ActivismRace
using “accessible language” just so you can “educate” marginalized people you deem ignorant is still elitist
Social activist spaces have a terrible problem: they are elitist.
In general, those of us who have been a part of or have even simply seen activists in action within these spaces are easily able to admit this issue. We seem to understand that accessibility barriers created by academic jargon and theory with no consideration for practical application is ultimately unhelpful in getting anyone free.
We admit this, and so we push for more “accessible language,” push to be more welcoming to those who do not have the physical or educational advantages that these spaces privilege. However, I have noticed that we sometimes make this push alongside a type of patronizing that is just as elitist as not using accessible language in the first place.
We want those without highly specialized education to be able to take part in the conversations about their lives, but only if they don’t threaten our leadership over those conversations.
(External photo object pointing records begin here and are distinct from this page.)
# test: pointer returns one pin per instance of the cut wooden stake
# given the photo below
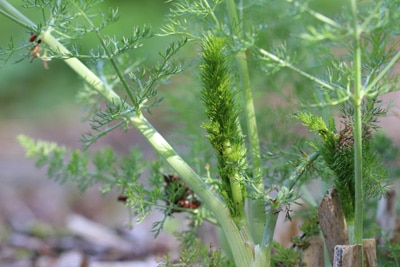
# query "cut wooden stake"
(332, 222)
(370, 259)
(350, 255)
(347, 256)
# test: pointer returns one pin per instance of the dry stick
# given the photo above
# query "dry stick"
(350, 255)
(332, 222)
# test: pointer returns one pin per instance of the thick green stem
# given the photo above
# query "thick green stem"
(239, 239)
(256, 208)
(357, 99)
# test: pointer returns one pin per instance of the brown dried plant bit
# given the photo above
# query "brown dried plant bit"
(32, 38)
(186, 199)
(122, 198)
(35, 50)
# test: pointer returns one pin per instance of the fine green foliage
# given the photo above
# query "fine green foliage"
(222, 110)
(338, 57)
(337, 150)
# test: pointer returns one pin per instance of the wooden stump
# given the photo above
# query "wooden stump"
(332, 222)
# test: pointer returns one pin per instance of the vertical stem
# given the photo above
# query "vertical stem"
(256, 208)
(237, 238)
(243, 250)
(357, 99)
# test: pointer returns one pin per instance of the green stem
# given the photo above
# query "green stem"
(239, 239)
(357, 99)
(256, 208)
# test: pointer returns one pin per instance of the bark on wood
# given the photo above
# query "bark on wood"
(350, 255)
(370, 259)
(313, 255)
(347, 256)
(332, 222)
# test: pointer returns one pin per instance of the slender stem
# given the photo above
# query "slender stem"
(357, 99)
(238, 238)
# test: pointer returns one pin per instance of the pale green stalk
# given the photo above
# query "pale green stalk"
(242, 248)
(357, 100)
(256, 208)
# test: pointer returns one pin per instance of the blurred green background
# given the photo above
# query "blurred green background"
(29, 92)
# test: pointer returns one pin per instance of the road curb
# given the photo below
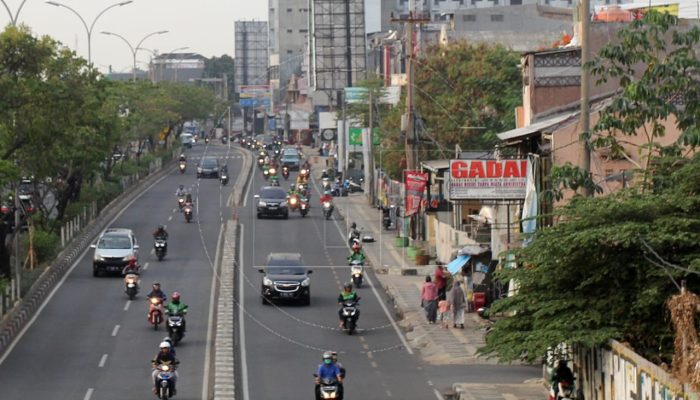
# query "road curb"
(15, 321)
(224, 339)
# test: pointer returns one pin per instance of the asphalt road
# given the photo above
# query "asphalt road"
(284, 343)
(90, 342)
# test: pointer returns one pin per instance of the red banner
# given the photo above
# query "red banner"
(415, 183)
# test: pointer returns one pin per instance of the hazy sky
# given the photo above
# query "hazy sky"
(205, 26)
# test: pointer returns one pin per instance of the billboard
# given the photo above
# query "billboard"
(487, 179)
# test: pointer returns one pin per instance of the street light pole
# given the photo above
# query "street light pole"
(13, 18)
(92, 26)
(133, 49)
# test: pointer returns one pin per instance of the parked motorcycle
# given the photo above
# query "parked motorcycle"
(175, 327)
(155, 312)
(188, 213)
(165, 381)
(131, 285)
(350, 313)
(161, 248)
(327, 209)
(357, 271)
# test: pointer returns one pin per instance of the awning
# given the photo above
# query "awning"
(545, 125)
(456, 265)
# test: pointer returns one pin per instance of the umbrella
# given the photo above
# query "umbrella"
(456, 265)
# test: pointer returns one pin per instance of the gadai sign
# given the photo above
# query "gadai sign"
(487, 179)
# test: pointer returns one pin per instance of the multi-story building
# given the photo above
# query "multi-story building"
(288, 35)
(252, 58)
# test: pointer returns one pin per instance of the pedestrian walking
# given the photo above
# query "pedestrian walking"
(429, 299)
(441, 282)
(458, 303)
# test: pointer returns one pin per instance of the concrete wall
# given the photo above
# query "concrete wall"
(616, 373)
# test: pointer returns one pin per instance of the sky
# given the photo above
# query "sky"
(205, 26)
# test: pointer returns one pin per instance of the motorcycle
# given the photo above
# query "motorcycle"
(303, 206)
(131, 284)
(188, 213)
(567, 391)
(357, 271)
(155, 312)
(175, 330)
(350, 314)
(165, 381)
(328, 388)
(327, 209)
(161, 248)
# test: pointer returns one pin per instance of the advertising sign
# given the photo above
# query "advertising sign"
(415, 183)
(487, 179)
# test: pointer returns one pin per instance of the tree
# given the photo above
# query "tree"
(656, 64)
(599, 274)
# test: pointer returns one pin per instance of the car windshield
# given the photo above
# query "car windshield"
(209, 163)
(272, 194)
(285, 269)
(115, 242)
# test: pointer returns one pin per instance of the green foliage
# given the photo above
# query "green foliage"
(590, 278)
(655, 63)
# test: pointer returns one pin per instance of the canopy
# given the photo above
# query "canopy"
(456, 265)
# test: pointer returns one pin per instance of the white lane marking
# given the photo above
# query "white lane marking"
(381, 301)
(210, 323)
(70, 271)
(241, 318)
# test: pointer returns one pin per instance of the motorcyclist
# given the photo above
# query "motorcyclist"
(328, 370)
(346, 295)
(180, 191)
(356, 253)
(562, 373)
(164, 357)
(160, 233)
(176, 307)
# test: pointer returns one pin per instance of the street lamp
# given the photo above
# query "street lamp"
(89, 29)
(155, 55)
(133, 49)
(13, 18)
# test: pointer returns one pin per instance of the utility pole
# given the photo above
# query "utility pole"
(585, 155)
(410, 140)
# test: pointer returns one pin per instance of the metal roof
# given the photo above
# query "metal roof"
(545, 125)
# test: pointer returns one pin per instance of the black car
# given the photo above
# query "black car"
(208, 168)
(272, 200)
(285, 278)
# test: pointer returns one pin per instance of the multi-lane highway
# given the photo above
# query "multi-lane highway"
(284, 343)
(90, 342)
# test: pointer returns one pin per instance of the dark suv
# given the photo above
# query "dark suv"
(285, 278)
(272, 200)
(208, 168)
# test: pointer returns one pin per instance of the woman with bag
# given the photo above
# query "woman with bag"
(429, 297)
(458, 303)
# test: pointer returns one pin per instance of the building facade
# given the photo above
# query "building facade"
(251, 52)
I recently came across an introductory chapter to what is a very illuminating book called Afro-Pessimism: An Introduction, republished as an article by the Belli Resource Center. The chapter is a short overview of a burgeoning school of thought within Black Studies and the academy in general that posits there is an irreconcilable chasm between Black people and civil society/humanity (I have published some work in academic journals engaging with the vein). The content in the chapter is, I think, very useful, and I am excited to see more people confronting these ideas. However, there was one section that stood out to me for how cringe-worthy it was to read:
“[A]longside the valuable theoretical offerings of Afro-pessimism, this reader was also motivated by a desire to contribute to the efforts of bringing these writings out of the ivory towers of the academy, the place from which all these writings originated. We wish to remove the materials from this stifling place and see them proliferate among those in the streets and prisons. The topics discussed here may have origins in a place of lofty theory, but they deal with the constant realities of millions of people. We therefore find it imperative that these theories directly inform the practices of everyone desiring a life other than this one—while not simply resorting to the empty gesture of empathy.”
At first glance, this seems commendable. It’s true that there would be more people working with these theories if their presentation wasn’t always so heady (the introduction itself might still be quite hard to understand for layfolks, mind you), and that would be a fantastic thing. But what is not true is that the topics Afro-Pessimism covers “have origins in a lofty place of theory.” Further, though it may be imperative “that these theories directly inform the practices of everyone desiring a life other than this one,” it is just as imperative—if not moreso—for the practices of everyone desiring a life other than this one to inform these theories (and I believe some of the authors featured in the book would agree with me here).
As demonstrated by this paragraph, for many of the people who push for more “accessible language,” education goes primarily in one direction: from those who have access to the academy to those who do not. Within this pattern, “the streets and prisons” can be understood to be worth only as much as can be informed onto them and where they can be led, not what they can inform and lead.
It’s great that we ask ourselves how our ideas could better resonate with common people, but not if we don’t ask ourselves first how might the ideas of common people be better supported through our work.
As I learned growing up in a poor family of 19 siblings in Cleveland, OH, it is regular hood Black folks who created radical Black thought and action. It is regular hood Black folks who are the first to put their lives and bodies on the line for Black liberation, demonstrating the utmost dedication to freedom that is required—as exemplified recently in the uprisings of Ferguson and Baltimore. And they often do so with full awareness of the retaliation they face, regularly killed and locked away their whole lives for resisting.
What can Afro-Pessimism learn from them? What might it mean to spend the energy we might use making “our” spaces more welcoming to instead figure out how to support the spaces already being created by them? The streets and the prisons have already illuminated the irreconcilable chasm between Blackness and civil society, have already shown us how there is no such thing as justice under whiteness, no such thing as police reform, no such thing as voting for Black liberation, and the streets and the prisons have stopped asking for all of that long ago. We just never listened. And using “accessible language” now without listening is no different.
Concerning oneself more with getting layfolks to listen to you than with listening to layfolks is certainly not unique to Afro-Pessimism nor to this book chapter. In fact, I believe what makes the ideas of Afro-Pessimism so intriguing is that they are so obviously informed by the work on the streets and the prisons, and I still recommend you reading the book (it’s free here). I also believe that those of us who are more theoretical in our approaches have a necessary place in this work—as long as it doesn’t preempt the work in practice poor Black people without “access” live every day.
Not seeing poor Black folks as the primary agents of their own liberation is universally alluring because it is supported by all of civil society at all times. It is an idea that is easy to succumb to because it is supported by a genocidal state that can only protect humanity by stifling the lives of all Black people and what they have to offer the world. The issue isn’t one of accessibility, but of how we go about destroying what makes access enticing in the first place. And to do that, we have to be able to be led by the people who gave up on access a long time ago.